Higham pointed out that the industry is still waiting to hear the findings of the FCA’s detailed supervisory review of the at-retirement market and greater clarity is needed on how annuity pricing will be regulated ahead of forced annuitisation being abolished next April.

'People will have more choice than ever from April 2015,’ he said. ‘We need to prioritise fixing the known issues before then rather than legislating for schemes that no one wants nor needs at this moment.’

But Standard Life calls for further reform

However, Standard Life has called for further reform and is calling on the government to ‘review and consider’ its three key proposals.

These are the removal of all barriers to pension savers accessing flexible pension options, a scrapping of the upper age limit for DC schemes and increased employer tax breaks to fund employee guidance on options.

James Jenkins, Standard Life head of workplace strategy, said: ‘We warmly welcomed the increased flexibility and choice for savings introduced in the Budget, however we believe the government could go further.

‘The three recommendations we are outlining today would further simplify the savings landscape while increasing the flexibility on offer to savers. We are calling on the government to review and consider all of our proposals.’

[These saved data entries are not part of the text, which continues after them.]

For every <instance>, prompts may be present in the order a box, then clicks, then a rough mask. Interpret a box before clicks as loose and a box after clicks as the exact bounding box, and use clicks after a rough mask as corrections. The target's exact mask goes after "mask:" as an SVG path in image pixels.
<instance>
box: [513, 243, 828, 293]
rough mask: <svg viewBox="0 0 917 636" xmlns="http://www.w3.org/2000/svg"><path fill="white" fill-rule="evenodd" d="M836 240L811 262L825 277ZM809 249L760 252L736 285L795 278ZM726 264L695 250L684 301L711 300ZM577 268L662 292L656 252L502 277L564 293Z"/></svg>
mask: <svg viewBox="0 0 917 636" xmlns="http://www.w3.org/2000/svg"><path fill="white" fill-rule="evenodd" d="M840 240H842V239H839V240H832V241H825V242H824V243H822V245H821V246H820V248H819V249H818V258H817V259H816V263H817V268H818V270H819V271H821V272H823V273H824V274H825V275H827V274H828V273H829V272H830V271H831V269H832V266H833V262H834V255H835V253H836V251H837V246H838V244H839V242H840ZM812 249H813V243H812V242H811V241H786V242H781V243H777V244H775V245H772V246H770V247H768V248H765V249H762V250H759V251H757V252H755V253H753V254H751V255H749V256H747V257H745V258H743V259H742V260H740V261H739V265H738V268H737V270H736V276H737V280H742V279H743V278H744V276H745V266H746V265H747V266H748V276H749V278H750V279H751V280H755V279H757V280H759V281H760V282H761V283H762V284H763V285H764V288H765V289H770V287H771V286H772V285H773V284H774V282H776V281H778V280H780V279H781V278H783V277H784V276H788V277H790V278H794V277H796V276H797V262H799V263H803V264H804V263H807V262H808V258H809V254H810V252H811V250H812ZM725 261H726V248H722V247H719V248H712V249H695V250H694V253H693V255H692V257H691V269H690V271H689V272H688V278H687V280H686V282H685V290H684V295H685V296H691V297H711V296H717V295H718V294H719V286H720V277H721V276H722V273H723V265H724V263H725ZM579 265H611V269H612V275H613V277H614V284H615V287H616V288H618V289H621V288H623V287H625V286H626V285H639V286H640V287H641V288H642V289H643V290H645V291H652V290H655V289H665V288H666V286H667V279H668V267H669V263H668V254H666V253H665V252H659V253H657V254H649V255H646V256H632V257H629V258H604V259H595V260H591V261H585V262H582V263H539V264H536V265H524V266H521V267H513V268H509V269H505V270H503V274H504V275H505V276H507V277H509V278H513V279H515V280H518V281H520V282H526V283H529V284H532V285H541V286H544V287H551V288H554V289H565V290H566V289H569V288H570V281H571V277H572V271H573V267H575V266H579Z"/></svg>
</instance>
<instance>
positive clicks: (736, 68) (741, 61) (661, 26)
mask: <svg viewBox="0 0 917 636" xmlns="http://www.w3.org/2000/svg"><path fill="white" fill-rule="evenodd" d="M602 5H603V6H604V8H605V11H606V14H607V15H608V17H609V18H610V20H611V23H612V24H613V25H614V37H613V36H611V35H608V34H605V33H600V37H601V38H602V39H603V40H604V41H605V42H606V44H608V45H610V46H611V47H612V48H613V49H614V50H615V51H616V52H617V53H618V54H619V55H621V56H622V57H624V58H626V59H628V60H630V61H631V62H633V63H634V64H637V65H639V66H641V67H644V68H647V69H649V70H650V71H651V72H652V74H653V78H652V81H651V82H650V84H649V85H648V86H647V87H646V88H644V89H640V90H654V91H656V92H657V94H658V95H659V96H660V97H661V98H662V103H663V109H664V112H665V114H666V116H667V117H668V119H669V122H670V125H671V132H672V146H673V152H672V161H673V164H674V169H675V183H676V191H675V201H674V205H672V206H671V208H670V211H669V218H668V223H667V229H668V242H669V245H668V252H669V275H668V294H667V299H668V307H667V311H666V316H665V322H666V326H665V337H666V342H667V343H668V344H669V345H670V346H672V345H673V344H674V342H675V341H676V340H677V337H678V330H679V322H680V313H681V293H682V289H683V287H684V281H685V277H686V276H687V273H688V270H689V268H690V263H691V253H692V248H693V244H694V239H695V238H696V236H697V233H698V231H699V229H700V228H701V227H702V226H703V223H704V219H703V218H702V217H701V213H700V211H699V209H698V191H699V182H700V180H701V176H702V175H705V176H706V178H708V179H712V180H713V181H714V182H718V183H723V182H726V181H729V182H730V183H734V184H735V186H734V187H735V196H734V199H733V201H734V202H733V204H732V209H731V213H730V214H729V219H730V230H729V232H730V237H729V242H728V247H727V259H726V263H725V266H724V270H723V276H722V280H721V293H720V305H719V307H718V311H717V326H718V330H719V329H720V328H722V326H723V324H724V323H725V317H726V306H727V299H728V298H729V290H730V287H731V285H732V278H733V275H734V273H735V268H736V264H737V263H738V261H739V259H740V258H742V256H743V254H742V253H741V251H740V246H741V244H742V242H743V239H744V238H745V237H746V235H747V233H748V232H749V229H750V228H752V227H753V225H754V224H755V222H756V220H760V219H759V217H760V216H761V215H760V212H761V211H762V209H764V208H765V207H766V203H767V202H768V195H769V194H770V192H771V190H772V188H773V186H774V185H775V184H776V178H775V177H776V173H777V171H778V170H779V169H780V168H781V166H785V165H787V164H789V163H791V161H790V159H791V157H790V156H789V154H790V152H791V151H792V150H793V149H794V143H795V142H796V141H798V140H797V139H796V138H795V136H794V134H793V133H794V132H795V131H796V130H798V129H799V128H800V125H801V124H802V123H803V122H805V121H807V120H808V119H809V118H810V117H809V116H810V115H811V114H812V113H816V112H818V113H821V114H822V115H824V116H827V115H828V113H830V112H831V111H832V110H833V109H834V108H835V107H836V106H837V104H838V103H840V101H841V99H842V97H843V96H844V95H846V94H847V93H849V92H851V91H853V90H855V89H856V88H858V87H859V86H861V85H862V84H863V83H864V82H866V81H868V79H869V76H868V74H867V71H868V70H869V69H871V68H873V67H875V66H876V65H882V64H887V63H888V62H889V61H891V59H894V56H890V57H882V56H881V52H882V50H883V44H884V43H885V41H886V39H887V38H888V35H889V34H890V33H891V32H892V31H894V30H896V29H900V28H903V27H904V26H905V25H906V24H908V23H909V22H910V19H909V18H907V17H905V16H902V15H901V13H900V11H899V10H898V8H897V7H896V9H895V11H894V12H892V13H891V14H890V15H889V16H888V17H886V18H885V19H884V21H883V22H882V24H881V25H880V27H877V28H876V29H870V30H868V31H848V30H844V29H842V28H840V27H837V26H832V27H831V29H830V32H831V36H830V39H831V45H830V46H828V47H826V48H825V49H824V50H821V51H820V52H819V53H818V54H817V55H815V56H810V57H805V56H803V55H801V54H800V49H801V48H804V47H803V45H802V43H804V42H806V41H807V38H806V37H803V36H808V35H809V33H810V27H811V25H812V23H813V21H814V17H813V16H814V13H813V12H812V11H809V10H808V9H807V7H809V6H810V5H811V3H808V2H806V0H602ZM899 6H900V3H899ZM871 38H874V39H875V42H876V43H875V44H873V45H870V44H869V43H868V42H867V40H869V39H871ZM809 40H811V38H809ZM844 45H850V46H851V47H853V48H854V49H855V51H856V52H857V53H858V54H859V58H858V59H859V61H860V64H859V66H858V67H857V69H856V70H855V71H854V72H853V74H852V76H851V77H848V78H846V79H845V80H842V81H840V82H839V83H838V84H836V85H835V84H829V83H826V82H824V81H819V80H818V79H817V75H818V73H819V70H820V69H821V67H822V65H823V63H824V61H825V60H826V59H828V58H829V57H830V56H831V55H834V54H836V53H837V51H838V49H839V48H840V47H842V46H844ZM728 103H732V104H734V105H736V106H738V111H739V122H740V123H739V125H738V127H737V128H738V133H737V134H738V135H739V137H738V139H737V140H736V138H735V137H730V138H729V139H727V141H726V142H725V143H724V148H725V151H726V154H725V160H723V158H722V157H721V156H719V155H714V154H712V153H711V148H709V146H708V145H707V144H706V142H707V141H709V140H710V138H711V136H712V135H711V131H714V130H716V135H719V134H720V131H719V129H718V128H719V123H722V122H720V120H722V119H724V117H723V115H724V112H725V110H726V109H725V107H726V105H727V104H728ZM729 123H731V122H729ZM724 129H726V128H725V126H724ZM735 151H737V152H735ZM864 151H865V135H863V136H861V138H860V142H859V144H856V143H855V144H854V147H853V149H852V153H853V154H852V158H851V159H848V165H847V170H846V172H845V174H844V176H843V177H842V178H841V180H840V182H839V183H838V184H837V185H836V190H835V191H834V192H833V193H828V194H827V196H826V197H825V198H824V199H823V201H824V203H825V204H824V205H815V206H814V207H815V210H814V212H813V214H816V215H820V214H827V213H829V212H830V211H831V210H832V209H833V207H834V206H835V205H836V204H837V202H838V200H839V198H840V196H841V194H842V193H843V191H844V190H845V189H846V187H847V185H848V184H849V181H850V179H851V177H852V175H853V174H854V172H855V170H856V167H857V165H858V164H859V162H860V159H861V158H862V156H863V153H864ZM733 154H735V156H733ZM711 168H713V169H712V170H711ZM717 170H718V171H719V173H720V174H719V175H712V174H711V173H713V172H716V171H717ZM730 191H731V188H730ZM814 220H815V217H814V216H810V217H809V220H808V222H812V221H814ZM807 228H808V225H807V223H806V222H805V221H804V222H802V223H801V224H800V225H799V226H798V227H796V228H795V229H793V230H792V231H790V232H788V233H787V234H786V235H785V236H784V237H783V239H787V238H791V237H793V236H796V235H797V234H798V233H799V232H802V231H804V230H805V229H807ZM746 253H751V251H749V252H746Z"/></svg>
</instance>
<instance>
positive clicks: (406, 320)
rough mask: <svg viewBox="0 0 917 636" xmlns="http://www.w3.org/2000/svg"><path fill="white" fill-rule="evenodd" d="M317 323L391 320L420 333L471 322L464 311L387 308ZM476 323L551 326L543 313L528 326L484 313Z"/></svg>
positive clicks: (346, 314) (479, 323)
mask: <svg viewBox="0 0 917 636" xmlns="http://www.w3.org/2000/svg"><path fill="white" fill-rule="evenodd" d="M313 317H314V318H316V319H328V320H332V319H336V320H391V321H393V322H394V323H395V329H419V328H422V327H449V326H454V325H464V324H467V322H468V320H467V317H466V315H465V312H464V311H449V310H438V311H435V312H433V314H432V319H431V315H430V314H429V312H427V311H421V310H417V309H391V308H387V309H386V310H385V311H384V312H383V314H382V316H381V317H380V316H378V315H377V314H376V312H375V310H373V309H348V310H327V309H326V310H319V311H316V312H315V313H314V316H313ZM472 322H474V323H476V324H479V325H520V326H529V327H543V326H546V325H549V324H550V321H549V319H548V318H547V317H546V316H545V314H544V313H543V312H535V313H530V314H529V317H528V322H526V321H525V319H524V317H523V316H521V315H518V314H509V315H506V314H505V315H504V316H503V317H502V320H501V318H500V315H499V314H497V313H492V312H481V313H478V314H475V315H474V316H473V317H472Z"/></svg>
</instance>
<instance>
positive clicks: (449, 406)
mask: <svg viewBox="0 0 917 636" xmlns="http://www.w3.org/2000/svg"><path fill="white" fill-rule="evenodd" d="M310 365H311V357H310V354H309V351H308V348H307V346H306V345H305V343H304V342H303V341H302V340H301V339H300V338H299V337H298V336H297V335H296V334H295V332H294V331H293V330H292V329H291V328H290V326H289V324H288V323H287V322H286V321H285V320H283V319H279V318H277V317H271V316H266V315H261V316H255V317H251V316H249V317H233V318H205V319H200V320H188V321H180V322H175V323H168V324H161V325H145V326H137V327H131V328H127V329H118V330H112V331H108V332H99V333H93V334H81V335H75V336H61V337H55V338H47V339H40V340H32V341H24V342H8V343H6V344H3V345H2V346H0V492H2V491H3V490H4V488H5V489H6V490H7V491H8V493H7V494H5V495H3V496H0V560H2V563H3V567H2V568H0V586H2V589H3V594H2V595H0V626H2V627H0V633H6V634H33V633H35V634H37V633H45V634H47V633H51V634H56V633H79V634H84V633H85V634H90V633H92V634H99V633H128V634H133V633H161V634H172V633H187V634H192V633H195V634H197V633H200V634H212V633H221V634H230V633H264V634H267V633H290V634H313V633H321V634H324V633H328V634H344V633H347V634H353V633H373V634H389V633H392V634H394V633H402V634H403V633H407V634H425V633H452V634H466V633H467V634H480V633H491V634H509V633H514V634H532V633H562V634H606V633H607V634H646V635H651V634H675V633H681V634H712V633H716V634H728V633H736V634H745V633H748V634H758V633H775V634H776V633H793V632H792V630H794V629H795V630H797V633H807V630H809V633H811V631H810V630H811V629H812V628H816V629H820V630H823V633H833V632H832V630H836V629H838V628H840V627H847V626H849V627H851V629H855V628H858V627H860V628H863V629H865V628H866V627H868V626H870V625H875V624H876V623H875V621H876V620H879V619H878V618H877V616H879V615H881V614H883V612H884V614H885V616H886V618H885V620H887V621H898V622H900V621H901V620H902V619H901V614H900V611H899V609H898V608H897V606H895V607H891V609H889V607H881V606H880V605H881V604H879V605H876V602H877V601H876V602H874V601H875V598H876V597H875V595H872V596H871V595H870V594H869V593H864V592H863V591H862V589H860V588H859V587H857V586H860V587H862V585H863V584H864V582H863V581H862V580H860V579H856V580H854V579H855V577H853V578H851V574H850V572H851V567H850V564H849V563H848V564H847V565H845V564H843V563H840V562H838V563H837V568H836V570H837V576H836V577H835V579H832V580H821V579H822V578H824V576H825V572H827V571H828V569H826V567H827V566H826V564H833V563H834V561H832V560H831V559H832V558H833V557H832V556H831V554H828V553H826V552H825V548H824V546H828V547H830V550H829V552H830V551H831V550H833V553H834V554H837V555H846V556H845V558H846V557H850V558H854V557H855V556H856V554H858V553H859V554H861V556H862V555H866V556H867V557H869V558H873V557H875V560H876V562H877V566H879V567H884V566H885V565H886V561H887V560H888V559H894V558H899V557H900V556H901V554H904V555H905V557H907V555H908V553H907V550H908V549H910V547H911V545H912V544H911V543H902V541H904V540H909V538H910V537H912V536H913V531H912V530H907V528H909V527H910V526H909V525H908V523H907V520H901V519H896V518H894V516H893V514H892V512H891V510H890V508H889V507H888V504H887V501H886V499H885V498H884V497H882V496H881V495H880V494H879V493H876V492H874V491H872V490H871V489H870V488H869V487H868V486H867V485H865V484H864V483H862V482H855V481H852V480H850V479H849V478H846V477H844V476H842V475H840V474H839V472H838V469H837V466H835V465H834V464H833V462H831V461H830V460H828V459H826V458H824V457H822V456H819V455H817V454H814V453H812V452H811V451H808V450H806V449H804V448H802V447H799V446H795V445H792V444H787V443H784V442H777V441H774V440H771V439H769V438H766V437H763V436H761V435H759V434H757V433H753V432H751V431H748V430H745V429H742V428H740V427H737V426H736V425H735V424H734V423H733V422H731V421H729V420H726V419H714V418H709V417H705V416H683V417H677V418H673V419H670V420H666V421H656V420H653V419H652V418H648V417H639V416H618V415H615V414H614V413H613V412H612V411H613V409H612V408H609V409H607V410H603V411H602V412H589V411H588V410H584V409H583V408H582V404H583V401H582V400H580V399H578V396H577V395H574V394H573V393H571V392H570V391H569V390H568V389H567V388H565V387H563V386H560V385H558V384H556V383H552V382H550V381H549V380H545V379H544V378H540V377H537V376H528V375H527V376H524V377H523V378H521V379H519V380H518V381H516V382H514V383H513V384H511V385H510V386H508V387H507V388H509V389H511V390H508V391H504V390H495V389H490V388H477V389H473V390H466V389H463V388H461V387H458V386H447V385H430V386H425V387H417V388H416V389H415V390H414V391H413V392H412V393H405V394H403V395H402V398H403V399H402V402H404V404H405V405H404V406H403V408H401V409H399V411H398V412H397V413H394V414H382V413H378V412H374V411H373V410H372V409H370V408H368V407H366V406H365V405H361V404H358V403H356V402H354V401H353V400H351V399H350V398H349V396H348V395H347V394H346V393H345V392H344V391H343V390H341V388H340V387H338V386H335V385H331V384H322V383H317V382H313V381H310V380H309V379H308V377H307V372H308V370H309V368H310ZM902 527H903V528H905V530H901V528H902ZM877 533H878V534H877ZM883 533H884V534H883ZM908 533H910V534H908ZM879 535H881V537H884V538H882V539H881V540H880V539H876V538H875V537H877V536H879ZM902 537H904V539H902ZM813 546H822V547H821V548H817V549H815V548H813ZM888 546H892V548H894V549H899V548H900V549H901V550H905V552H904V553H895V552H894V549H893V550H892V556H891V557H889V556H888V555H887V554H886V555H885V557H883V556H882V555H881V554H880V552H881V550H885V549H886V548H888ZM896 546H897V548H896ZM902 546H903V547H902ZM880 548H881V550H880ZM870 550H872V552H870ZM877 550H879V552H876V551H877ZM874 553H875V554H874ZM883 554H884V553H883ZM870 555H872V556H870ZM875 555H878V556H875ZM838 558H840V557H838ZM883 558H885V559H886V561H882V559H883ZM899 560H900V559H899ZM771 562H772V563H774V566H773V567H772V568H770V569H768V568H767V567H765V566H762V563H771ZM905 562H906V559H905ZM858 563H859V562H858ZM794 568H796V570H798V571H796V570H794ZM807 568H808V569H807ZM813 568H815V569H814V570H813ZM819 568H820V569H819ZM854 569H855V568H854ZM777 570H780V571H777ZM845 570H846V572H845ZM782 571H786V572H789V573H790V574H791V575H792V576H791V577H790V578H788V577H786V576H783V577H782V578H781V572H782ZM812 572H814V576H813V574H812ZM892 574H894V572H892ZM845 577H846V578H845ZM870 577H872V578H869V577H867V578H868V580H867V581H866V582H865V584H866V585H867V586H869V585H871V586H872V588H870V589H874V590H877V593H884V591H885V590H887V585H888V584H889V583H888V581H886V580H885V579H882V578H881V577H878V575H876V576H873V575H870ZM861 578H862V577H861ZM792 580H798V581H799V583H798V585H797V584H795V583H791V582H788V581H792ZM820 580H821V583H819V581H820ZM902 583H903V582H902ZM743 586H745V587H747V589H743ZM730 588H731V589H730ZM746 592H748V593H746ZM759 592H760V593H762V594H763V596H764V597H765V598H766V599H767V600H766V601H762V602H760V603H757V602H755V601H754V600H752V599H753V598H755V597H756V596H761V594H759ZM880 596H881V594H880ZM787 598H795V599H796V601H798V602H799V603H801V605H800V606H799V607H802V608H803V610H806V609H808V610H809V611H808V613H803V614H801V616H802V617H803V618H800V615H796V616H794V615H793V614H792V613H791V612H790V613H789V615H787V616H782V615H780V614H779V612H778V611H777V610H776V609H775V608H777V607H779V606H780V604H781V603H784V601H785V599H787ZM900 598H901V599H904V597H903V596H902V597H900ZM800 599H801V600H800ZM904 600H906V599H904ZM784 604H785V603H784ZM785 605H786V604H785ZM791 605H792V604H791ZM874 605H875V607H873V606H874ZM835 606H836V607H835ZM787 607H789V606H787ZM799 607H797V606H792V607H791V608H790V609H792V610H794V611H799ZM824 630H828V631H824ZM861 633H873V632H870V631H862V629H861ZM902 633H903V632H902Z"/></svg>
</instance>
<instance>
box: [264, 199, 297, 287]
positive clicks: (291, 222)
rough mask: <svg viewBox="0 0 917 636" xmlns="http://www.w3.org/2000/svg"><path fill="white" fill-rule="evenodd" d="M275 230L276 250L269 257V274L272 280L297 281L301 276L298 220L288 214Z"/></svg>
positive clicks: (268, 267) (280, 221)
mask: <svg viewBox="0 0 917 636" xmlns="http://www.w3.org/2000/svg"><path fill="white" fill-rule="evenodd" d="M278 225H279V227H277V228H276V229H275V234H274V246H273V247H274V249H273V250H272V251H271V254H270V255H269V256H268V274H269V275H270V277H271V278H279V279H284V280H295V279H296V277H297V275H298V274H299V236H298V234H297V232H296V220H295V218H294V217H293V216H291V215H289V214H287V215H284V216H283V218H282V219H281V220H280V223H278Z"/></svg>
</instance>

Is going Dutch the way forward?

David Smith, a wealth management director at Bestinvest, said that collective DC schemes are no silver bullet for pension savers and arguably run contrary to the aim of enabling individuals to have greater control of their funds at retirement.

‘Collective pension funds work by pooling all members pension contributions together and the scheme will employ one uniform investment strategy, which is in direct contrast to UK pension schemes where members invariably select their own individual investment strategy,’ he said.

‘They will also physically pay out an individuals’ retirement income directly from the fund, thus avoiding the costs associated with annuity purchase, with pension income levels being calculated by a scheme actuary with the aim of providing a level, or ideally increasing, income in retirement."

While the theory may appear sound on paper, they are not without problems, particularly in a market such as the UK.

Smith said: ‘For collective pension schemes to work effectively you need economies of scale, as the more monies that are invested, the lower the associated charges will be and therefore the higher pension incomes will be. However, the UK pension market is already extraordinarily fragmented and as a result, it is highly unlikely that such schemes will establish sufficient critical masse to work as well as they theoretically could.

He added: ‘Maybe if such schemes had been made available as part of the role out of workplace pensions and as an alternative to Nest the concept would have stood chance? However, launching such a vehicle after all the many thousands of employers in the UK have gone through the costs and administrative burden of bringing in a workplace pension, is dumbfounding.’

‘Perversely, it is rumoured that due to a number of such schemes performing poorly in the Netherlands, serious consideration is being given to ditching these collective pensions and employing the UK individual pension model. All in all, this is double-dutch to me.’